I don't know if the cron job last started when the server was all-UTC and now that the timezone is established and it was restarted it is grabbing the local time, or what.

Thank you for your patience and your help. My apologies if this was suggested before and I didn't understand or it didn't hit me (sometimes I need a baseball bat in the side of the head).

Either way this has been a learning experience.  Now I have to figure out how to mark this thread as solved.


----------



## _martin (Feb 6, 2013)

dragonbite said:
			
		

> I restarted crond with
> 
> 
> 
> ...



Doh!
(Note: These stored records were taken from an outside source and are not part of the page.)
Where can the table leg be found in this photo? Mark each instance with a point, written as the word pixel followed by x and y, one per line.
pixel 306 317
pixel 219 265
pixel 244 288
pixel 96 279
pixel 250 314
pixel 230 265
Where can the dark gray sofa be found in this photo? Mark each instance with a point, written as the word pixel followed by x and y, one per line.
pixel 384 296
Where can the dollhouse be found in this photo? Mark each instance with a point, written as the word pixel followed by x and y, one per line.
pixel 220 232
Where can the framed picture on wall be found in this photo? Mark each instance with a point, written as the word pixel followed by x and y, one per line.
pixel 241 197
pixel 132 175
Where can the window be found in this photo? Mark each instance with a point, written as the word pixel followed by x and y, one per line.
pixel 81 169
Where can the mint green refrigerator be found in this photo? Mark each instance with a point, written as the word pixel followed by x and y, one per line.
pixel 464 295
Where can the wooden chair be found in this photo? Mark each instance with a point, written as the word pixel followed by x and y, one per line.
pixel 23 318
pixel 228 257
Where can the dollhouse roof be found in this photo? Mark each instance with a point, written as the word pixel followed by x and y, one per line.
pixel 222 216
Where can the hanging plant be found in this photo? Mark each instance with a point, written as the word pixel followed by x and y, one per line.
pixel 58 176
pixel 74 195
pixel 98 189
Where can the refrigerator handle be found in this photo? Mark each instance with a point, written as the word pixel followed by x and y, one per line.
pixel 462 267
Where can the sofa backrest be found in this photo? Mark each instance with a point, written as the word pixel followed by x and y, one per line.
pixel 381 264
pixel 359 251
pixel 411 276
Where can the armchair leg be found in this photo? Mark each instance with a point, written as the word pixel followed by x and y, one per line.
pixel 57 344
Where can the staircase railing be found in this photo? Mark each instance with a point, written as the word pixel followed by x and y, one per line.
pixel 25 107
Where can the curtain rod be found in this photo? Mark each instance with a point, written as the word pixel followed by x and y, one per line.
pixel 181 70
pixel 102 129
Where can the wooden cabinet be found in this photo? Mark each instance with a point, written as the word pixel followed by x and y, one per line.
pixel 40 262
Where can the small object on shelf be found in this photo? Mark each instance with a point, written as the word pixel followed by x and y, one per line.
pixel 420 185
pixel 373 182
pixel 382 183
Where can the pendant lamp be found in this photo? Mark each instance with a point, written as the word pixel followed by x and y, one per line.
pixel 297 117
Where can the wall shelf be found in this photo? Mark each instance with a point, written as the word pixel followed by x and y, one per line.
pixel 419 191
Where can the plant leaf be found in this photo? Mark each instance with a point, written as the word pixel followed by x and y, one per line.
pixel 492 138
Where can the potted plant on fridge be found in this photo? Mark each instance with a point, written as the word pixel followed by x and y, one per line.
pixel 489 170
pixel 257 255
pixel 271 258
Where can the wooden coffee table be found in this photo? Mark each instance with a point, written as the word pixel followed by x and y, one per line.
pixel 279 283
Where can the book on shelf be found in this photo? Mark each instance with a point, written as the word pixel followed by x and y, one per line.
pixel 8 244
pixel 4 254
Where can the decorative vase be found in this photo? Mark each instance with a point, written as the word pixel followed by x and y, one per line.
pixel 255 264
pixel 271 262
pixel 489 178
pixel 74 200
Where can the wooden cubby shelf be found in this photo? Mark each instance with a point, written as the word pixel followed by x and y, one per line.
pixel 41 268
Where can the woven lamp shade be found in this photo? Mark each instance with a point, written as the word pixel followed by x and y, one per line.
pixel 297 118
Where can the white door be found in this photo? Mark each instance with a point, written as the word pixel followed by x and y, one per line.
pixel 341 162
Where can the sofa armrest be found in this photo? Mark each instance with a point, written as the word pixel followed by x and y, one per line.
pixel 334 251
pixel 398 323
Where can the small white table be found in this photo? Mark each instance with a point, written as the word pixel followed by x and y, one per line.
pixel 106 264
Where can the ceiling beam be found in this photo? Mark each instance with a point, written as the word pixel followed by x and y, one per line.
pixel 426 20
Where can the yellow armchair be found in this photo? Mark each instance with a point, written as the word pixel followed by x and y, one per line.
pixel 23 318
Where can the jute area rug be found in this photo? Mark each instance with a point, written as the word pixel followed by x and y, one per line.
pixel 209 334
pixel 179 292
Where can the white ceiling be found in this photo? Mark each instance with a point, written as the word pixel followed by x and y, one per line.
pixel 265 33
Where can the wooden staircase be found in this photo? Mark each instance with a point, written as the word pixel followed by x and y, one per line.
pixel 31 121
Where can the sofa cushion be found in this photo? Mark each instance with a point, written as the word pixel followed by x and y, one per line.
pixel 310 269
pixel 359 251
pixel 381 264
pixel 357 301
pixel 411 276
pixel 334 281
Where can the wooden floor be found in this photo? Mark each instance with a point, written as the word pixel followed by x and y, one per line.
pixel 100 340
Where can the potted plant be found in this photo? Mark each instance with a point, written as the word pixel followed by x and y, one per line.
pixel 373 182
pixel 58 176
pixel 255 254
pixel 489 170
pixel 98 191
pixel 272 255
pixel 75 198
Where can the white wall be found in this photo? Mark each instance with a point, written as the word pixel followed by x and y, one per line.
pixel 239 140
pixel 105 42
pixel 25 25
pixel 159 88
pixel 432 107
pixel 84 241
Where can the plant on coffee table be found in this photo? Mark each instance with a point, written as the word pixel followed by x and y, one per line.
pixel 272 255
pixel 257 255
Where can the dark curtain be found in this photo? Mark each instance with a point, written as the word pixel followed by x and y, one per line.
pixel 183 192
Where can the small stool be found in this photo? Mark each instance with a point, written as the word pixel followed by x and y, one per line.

I had this issue now and I was not able to figure out why was cron behaving the way it was - everything is set properly and yet cron was executing scripts in weird time (+1h as I am GMT+1). I guess sometimes _did you try to turn it off and on again_ is the way to go


----------



## dragonbite (Feb 7, 2013)

That's part of Microsoft's 4 "R"s of troubleshooting...

"R"estart the application
"R"estart Windows
"R"einstall the application
"R"einstall Windows

and my preferred fourth "R"

"R"eplace Windows with something else!


----------



## _martin (Feb 7, 2013)

dragonbite said:
			
		

> "R"eplace Windows with something else!



 .. but over these years I can tell you sometimes I'd rather see Windows server than Linux one (preferably HPUX/Solaris/FreeBSD though). But not to start a flame or anything; my opinion only.

This cron thing is weird. I did a setup of this server at home, synced all pools and later moved it to DC. There were several reboots (power offs) of this server with a proper timezone set (and clock was always UTC). So I don't get it why actually restart of the cron helped. I guess I'll find out next downtime I'll have.


----------